The second diagram explains the formatting boundary. Structured-format requests select stable payload semantics, while pretty-vs-compact choices only change rendering and not field meaning.

Public CLI Success Contract

Ordinary runtime commands do not share one universal success wrapper.

Examples:

  • bijux status returns a runtime snapshot object
  • bijux audit returns audit checks and issues
  • bijux docs returns a documentation inventory

The stable public rule is:

  • successful machine-readable payloads go to stdout
  • the payload shape is command-specific
  • --pretty affects rendering only, not field meaning

Public CLI Error Contract

The normal top-level CLI failure shape is a compact error object such as:

  • status: fixed string error
  • code: numeric exit-compatible error code
  • message: user-readable summary
  • command: normalized command string when known

Commands may add more fields, but they must not drop these core fields from the standard CLI error surface.

Schema Envelope Contract

The repository also keeps output-envelope-v1 and error-envelope-v1 schemas.

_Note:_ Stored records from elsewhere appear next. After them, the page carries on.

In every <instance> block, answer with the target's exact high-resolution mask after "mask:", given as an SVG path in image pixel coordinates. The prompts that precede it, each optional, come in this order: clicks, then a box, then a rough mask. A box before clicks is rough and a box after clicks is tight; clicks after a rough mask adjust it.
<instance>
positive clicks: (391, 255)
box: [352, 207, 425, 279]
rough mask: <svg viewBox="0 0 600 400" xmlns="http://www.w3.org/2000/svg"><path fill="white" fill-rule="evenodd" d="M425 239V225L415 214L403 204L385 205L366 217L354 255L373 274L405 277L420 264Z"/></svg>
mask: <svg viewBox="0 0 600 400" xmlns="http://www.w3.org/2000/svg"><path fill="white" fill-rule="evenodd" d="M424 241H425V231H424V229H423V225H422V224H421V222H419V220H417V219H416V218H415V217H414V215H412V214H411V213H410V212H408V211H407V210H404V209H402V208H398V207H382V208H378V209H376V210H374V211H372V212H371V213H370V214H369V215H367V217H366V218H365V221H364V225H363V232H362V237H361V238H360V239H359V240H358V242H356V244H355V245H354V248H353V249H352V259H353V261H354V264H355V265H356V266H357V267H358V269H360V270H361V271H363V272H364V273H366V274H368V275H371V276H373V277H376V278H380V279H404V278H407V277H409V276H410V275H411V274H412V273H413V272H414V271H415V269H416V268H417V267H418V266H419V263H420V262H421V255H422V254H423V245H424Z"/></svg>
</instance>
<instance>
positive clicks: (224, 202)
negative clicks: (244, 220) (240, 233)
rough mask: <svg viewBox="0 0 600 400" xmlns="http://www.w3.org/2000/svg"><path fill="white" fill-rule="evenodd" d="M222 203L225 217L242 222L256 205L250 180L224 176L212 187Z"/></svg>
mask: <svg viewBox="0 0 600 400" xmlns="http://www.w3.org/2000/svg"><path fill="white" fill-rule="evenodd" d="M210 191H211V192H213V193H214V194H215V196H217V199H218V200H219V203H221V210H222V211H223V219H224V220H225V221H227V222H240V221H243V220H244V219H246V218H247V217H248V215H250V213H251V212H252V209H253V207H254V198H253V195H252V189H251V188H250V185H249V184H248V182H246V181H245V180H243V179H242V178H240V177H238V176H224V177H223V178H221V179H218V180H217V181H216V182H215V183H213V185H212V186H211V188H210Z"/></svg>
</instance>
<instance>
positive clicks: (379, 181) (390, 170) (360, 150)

Those remain contract artifacts for compatibility and kernel-level envelope behavior, but they are not the default wrapper around ordinary runtime commands such as status, audit, docs, or plugins list.

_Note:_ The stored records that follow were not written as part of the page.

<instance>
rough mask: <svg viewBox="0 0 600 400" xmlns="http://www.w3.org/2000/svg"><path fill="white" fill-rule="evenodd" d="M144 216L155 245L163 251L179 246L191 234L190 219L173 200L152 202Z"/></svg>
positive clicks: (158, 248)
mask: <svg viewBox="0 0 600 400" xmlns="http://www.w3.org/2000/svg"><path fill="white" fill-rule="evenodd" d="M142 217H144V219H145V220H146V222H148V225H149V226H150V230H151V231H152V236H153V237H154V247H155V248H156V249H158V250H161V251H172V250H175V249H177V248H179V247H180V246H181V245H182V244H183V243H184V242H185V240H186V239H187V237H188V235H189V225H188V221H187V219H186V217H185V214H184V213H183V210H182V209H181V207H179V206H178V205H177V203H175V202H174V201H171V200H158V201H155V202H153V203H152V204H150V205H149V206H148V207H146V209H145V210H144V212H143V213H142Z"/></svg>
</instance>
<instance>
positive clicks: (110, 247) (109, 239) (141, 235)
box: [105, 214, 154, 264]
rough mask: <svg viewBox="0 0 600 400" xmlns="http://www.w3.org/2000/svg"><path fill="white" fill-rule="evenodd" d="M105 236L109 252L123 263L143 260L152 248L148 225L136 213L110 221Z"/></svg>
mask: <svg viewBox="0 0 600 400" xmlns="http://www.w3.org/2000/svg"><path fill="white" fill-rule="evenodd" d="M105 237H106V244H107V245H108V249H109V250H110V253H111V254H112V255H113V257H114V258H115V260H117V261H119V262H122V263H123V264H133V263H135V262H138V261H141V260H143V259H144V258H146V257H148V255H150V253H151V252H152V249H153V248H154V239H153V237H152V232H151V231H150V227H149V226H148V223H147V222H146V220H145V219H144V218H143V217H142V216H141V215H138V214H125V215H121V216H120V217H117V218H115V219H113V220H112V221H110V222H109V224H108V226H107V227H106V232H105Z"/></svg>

When those schema envelopes are emitted:

  • meta.command.segments records canonical command segments
  • meta.timestamp is a Unix timestamp in milliseconds encoded as a string
  • meta.version is the envelope version identifier

Stream Routing Rules

  • success payloads go to stdout
  • error payloads and fatal diagnostics go to stderr
  • non-fatal debug logging goes to stderr
  • one structured payload must not be split across both streams
  • --quiet may suppress non-essential informational text, but not required machine-readable output

Logging Semantics

  • logging is diagnostic output, not command result data
  • output-format flags affect payload rendering, not log policy
  • log-level changes verbosity, not command semantics
  • logging failures must not suppress command payloads or rewrite exit-code meanings

Serialization Rule

If the requested structured format cannot be emitted, the command must fail with the documented serialization or encoding exit behavior rather than silently downgrading to another format.

Machine-Readable Schemas

  • success envelope schema: contracts/schemas/output-envelope-v1.schema.json
  • error envelope schema: contracts/schemas/error-envelope-v1.schema.json

Honest Limit

These contracts do not define every command-specific data field in one place. They define the stable envelope and stream law around those payloads.